One of the perks of being on the West Coast for an awards show is that it’s beholden to East Coast time. Which means when things finally wrap up after dragging on for far too long, it’s only, like, 9 p.m. Delighted to have a first awards season behind her, and having endured a surprise red carpet rainfall (the tent sprang massive leaks), the Bagger was torn between a determination to head home, stat – what else is there to say to people after three months of nonstop talking about the same thing, for heaven’s sakes? — and wanting to let off some steam.
So, it was on to the Governors Ball, which is in a red-velvet-lined ballroom in the same complex as the Dolby Theater and involved cutting through a chilly and puddly outdoor mall, gown trailing a snail-like wet streak. Waiters passed by with mini chicken pot pies, caviar and crème-fraîche-daubed baked potatoes, and smoked-salmon toasts cut into Oscar shapes.
The winners and a few also-rans were there: Ethan Hawke split early, giving a curt “hello.” Patricia Arquette was huddled around a table with her people – her daughter, her sister Rosanna, and her boyfriend, the artist Eric White. Felicity Jones, glorious in her Alexander McQueen dress (no, the Bagger, in the spirit of #AskHerMore, didn’t ask what she was wearing – the Bagger just happened to overhear) was toting one of the Lego Oscars that had been floating around the show. Laura Dern, who walked the red carpet earlier with her father, Bruce Dern (they did the same for his Oscar nomination last year), was there with her two children. “Don’t you think your mom is the best actress ever?” an enthusiast asked her son. “Um, yeah,” the pretty-much-cornered kid replied.
The presence of the higher octane belles and beaux of the ball was signaled by a scrum of people and camera operators.

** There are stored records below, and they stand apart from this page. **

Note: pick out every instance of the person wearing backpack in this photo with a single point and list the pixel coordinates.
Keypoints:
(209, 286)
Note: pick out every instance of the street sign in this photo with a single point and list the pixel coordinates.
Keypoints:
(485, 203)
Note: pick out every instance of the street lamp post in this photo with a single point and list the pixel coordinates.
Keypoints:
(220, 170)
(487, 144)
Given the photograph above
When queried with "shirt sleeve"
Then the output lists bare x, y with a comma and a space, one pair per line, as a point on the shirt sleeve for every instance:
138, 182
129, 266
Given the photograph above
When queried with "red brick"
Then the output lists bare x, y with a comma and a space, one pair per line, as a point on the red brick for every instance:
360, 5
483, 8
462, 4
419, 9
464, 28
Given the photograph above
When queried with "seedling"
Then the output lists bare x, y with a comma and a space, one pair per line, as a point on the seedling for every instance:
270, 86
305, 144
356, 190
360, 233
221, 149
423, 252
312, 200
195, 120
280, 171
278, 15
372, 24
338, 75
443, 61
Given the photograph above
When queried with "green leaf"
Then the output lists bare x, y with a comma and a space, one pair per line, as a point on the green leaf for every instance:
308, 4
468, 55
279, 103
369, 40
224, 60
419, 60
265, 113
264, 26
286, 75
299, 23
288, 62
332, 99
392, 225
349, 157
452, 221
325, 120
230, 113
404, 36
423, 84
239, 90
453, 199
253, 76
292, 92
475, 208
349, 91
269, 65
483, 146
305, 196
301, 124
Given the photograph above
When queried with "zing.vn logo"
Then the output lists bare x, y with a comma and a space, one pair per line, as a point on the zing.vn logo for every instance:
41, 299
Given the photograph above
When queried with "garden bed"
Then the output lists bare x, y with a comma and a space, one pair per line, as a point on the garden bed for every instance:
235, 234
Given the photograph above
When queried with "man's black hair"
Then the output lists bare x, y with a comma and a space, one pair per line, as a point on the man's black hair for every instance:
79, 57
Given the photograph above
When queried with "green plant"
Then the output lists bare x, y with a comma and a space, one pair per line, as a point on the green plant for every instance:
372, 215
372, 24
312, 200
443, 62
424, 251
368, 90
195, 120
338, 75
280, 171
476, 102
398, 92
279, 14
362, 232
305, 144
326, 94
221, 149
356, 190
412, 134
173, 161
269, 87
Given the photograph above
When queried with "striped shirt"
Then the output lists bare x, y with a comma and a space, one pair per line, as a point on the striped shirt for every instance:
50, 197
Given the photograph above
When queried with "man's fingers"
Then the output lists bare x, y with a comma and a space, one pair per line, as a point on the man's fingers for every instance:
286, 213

One such crowd formed at the back of the ballroom as the night’s big winner, Alejandro G. Iñárritu, arrived with his family and writers and producers.
Eddie Redmayne zipped by, heading to get his statue engraved; so did Julianne Moore, dancing a little to the live music — led by will.i.am yet evocative of easy listening – arm-in-arm with her husband, Bart Freundlich. Michael Keaton was floating around, too. “I wish you had won,” Mr. Keaton was told by a passer-by. “So do I!” he replied. Yet if disappointment ran deep, it didn’t show.
Others were off to the très exclusive Vanity Fair party in Beverly Hills, but not the Bagger (they didn’t extend an invite), who hopped into a limo with a few Fox executives on their way to the Fox Searchlight party. The studio, whose films won eight Oscars on Sunday, celebrated in a West Hollywood bar-restaurant and had all the dancing and merrymaking one would expect from a celebration of winners.
But back to the limo waiting area of the Oscars, which is a scene in itself: valets read the numbers of arriving rides through a megaphone to match car with customer, like an auctioneer. There are chaises and heat lamps and cappuccinos served from a gleaming four-foot-high machine.
Mr. Iñárritu asked the Bagger if she would mind snapping a photo of him and his wife and two children, which she did, to the auteur’s apparent satisfaction.